The U.S. House Foreign Affairs subcommittee on Asia, the Pacific, and Nonproliferation will host the hearing. Dr. Robert Redfield, director of the Centers for Disease Control and Prevention, is due to testify as is Ian Brownlee, principal deputy assistant secretary of the Bureau of Consular Affairs in the State Department.
Other State Department officials, including Jonathan Fritz, deputy assistant secretary of the Bureau of East Asian and Pacific Affairs, and Dr. William Walters, executive director of the Bureau of Medical Services, will speak about the international response to the outbreak.
The virus, named COVID-19, has shuttered commerce across much of China and is hitting company earnings, global stock markets and manufacturing across the world. The Trump administration last month declared the virus a public health emergency in the United States. The declaration came with travel restrictions and mandatory federal quarantine orders for Americans returning from the epicenter of the outbreak in China.

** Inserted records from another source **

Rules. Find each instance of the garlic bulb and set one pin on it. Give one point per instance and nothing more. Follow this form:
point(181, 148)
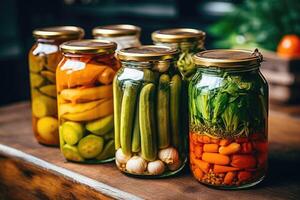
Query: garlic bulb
point(121, 157)
point(174, 166)
point(136, 165)
point(156, 167)
point(168, 155)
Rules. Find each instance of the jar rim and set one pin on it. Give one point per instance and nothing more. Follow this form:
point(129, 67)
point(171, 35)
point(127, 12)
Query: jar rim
point(148, 53)
point(228, 58)
point(88, 46)
point(178, 35)
point(58, 32)
point(116, 30)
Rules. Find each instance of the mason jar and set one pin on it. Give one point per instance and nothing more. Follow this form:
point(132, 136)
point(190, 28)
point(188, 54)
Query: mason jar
point(43, 58)
point(85, 100)
point(124, 35)
point(188, 41)
point(228, 108)
point(149, 134)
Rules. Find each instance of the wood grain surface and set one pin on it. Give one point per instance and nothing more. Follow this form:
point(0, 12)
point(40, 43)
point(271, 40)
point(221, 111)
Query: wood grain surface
point(28, 168)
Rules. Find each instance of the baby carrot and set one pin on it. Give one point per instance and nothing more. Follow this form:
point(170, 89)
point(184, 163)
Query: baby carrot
point(216, 158)
point(230, 149)
point(243, 161)
point(222, 169)
point(213, 148)
point(243, 175)
point(204, 166)
point(229, 178)
point(198, 151)
point(198, 173)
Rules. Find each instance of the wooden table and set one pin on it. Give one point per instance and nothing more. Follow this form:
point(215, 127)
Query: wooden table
point(32, 171)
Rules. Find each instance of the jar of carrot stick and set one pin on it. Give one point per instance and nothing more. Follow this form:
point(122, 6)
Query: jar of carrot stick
point(228, 108)
point(43, 59)
point(85, 100)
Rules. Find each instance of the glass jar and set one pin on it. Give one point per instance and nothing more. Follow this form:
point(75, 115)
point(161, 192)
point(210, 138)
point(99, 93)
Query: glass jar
point(43, 59)
point(188, 41)
point(85, 100)
point(149, 133)
point(124, 35)
point(228, 108)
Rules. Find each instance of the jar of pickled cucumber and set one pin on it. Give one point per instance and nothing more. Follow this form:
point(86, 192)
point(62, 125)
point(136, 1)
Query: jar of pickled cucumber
point(43, 59)
point(85, 100)
point(149, 135)
point(188, 41)
point(228, 108)
point(124, 35)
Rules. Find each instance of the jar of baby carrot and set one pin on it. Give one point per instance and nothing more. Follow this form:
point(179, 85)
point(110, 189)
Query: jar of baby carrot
point(228, 108)
point(85, 100)
point(43, 59)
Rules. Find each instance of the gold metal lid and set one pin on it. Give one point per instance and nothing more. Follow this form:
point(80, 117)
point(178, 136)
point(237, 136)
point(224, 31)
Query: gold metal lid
point(147, 53)
point(228, 58)
point(59, 32)
point(116, 30)
point(178, 35)
point(92, 46)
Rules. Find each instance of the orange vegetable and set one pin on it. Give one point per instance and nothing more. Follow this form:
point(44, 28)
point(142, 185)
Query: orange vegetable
point(213, 148)
point(229, 178)
point(224, 142)
point(198, 151)
point(243, 161)
point(216, 158)
point(198, 173)
point(246, 147)
point(230, 149)
point(204, 166)
point(289, 46)
point(244, 175)
point(222, 169)
point(107, 76)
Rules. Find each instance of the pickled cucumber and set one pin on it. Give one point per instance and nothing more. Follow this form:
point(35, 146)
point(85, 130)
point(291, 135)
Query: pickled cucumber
point(101, 126)
point(72, 132)
point(163, 98)
point(127, 110)
point(43, 106)
point(90, 146)
point(47, 128)
point(36, 80)
point(49, 90)
point(147, 124)
point(71, 153)
point(108, 151)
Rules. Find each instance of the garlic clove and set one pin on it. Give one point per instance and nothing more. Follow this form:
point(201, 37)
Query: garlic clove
point(136, 165)
point(156, 167)
point(168, 155)
point(121, 157)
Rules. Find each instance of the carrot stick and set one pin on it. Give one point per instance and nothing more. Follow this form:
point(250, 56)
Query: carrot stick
point(230, 149)
point(229, 178)
point(243, 175)
point(213, 148)
point(222, 169)
point(198, 151)
point(216, 158)
point(198, 173)
point(204, 166)
point(224, 142)
point(243, 161)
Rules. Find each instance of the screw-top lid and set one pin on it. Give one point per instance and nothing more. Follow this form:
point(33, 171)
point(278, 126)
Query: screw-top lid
point(116, 30)
point(178, 35)
point(228, 58)
point(59, 32)
point(147, 53)
point(88, 47)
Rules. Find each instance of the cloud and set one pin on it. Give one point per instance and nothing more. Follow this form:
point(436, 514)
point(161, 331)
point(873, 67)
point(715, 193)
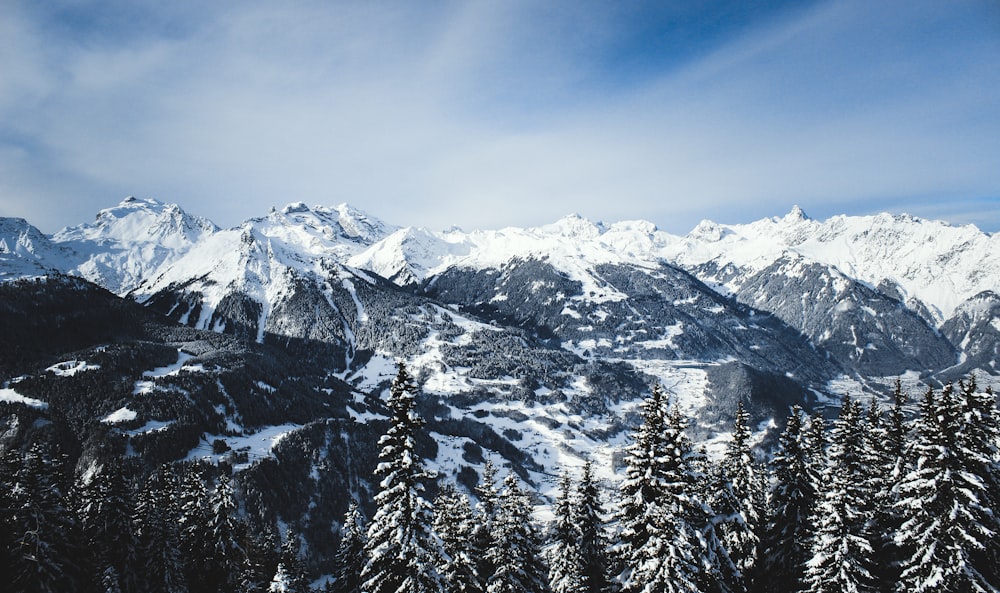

The CDC confirmed late Wednesday the first possible community transmission — one in which the infected person has no travel history or contacts that would put them at risk — in the U.S., a troubling sign that the virus could be spreading undetected. That case brings the total number of cases in the U.S. to 60, most of which are people who were evacuated from Wuhan, China, or the Diamond Princess cruise ship that was quarantined in Japan.
President Donald Trump announced Wednesday evening that Vice President Mike Pence will now lead the U.S. response to the outbreak. The announcement came after the CDC stepped up its call Tuesday for the public to start preparing for a possible pandemic outbreak in the U.S.
"We are asking the American public to work with us to prepare for the expectation that this could be bad," a top CDC official told reporters in a conference call outlining what schools and businesses will likely need to do if the COVID-19 virus starts to spread throughout the U.S.